Chinese official media said that Honduras inaugurated an embassy in Beijing on Sunday, months after the Central American country severed diplomatic ties with Taiwan in order to forge ties with China.
According to China’s official CCTV, both the Honduran and Chinese foreign ministers, Enrique Reina and Qin Gang, attended the embassy’s opening on Sunday. According to the article, Honduras would expand its staff and still need to decide on the embassy’s final location.
According to a statement from China’s Foreign Ministry, Qin promised that China would create a new model of “friendly cooperation” between nations with various systems and sizes with Honduras.
Honduran President Xiomara Castro’s six-day trip to China served as a symbol of the two countries’ growing diplomatic ties.
In March, Honduras formalized its relations with China, becoming the most recent nation to sever diplomatic ties with Taiwan.
Chinese officials forbid their diplomatic allies from maintaining formal links with Taipei because Beijing views Taiwan, which is self-governed, as a renegade province that should be retaken by force if necessary.
Additionally, Beijing’s military threats to the island are growing. Its defense ministry said on Sunday that 10 Chinese airplanes had flown over the unofficial border that was once implicitly acknowledged by both sides of the Taiwan Strait.
Taiwan retaliated by deploying planes, ships, and land-based missile systems. On Friday, Castro made her first trip since the two countries’ relations were established.
She visited the New Development Bank’s headquarters while she was in Shanghai. The BRICS countries—Brazil, Russia, India, China, and South Africa—created the bank. Castro’s office announced on Saturday that Honduras had asked to be admitted to the bank.

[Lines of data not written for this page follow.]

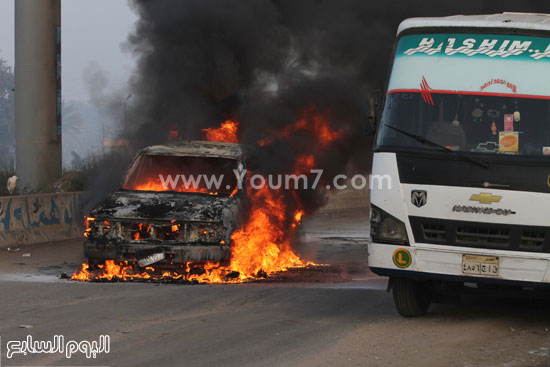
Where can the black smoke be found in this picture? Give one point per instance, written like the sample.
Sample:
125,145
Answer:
263,62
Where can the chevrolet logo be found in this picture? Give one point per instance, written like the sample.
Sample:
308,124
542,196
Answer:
485,198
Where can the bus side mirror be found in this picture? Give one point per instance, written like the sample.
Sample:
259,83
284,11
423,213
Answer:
372,118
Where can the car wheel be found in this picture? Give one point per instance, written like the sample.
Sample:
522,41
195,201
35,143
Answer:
412,298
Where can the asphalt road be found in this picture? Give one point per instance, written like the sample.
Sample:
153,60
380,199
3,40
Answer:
345,319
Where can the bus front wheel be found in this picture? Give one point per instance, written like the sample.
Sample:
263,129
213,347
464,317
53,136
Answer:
412,298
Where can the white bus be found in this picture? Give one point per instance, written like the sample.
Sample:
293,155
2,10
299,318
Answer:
464,135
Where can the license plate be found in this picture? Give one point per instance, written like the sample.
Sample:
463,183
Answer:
151,259
480,265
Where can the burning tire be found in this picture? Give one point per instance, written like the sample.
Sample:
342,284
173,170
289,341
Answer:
412,298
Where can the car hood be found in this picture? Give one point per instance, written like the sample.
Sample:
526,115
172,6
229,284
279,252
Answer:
164,206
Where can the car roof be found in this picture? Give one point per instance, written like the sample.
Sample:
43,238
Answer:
197,148
527,21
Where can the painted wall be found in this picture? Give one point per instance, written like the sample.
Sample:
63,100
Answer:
30,219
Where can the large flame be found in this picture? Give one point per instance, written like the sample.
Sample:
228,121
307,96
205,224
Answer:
262,246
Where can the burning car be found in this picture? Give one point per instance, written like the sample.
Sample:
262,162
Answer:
178,203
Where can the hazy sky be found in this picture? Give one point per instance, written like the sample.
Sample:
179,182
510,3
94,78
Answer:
92,33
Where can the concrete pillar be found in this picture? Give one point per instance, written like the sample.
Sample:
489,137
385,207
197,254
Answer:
37,92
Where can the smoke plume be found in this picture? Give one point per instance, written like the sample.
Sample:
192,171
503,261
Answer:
265,62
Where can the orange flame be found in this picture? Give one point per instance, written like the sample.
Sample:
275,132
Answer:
226,133
262,245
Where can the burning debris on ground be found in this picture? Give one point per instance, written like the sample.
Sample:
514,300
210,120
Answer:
259,246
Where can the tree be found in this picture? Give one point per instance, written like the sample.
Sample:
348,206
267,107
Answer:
7,108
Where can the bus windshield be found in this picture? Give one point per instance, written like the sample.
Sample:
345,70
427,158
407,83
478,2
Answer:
474,93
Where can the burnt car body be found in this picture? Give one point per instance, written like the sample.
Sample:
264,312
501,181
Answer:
173,224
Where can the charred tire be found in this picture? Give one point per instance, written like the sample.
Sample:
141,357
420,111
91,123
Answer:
412,298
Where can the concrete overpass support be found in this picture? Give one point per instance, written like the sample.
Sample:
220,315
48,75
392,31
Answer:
37,92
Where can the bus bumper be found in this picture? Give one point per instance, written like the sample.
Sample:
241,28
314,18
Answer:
447,263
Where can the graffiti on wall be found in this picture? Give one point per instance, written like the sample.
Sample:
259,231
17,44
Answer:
39,218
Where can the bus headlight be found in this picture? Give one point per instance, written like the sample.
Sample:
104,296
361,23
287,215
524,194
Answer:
385,228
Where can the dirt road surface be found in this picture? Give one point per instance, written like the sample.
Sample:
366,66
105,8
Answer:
338,317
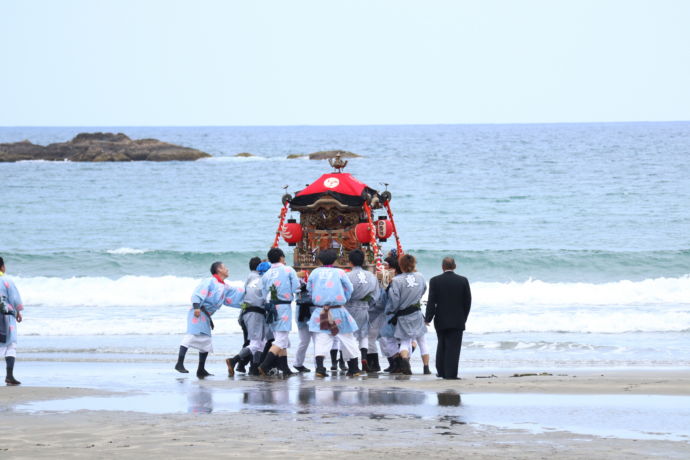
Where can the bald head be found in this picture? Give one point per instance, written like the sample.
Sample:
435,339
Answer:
448,263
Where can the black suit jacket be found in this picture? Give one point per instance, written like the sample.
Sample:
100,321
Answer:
449,301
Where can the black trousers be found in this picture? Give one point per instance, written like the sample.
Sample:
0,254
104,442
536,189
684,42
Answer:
448,352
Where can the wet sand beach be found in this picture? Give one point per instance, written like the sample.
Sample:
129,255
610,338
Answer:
157,413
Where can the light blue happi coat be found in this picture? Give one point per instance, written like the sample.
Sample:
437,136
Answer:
405,290
330,286
285,283
364,292
13,302
211,294
252,290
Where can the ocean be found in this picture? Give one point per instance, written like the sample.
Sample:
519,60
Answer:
575,237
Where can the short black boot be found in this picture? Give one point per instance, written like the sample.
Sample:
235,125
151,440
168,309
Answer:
284,367
244,354
390,365
396,365
242,365
353,368
405,368
334,360
365,359
179,367
266,366
373,362
231,362
201,371
320,369
10,380
265,352
254,366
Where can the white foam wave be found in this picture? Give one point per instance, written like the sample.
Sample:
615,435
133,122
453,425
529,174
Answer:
157,305
126,251
142,291
535,292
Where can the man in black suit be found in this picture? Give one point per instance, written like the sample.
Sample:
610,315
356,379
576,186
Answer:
449,305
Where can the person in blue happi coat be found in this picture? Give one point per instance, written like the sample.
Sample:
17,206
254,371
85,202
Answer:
211,294
10,314
279,285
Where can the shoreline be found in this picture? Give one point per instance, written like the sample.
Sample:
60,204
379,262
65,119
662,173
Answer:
298,417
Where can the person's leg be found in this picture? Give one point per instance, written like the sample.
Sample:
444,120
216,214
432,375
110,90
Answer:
280,342
441,353
372,349
244,354
335,347
187,341
362,338
348,345
452,356
323,342
179,367
201,371
302,347
283,365
10,354
424,350
256,347
404,351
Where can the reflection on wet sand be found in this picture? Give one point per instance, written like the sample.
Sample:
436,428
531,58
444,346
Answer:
200,400
307,398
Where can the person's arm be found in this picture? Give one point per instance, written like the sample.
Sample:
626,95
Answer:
198,297
347,285
233,296
393,301
468,300
431,302
294,281
15,300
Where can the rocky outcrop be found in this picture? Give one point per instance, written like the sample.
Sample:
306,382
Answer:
324,155
100,147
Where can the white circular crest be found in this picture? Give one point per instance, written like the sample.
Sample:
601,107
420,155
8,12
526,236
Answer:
331,182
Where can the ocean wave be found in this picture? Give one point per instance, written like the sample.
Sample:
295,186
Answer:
144,291
482,265
506,297
158,305
126,251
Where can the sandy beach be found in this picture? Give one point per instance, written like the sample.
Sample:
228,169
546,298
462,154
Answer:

Prior to landing in Beijing on Saturday night, the president also paid a visit to a research facility for the tech giant Huawei, according to the official Chinese publication Global Times.
In the midst of heightened tensions between Beijing and Washington, especially China’s growing assertiveness toward Taiwan, the connections established in March represented a diplomatic victory for China. Additionally, it indicated China’s expanding sway in Latin America.
Since their separation due to civil war in 1949, China and Taiwan have been engaged in a conflict for diplomatic recognition, with Beijing spending billions to advance its “one China” policy.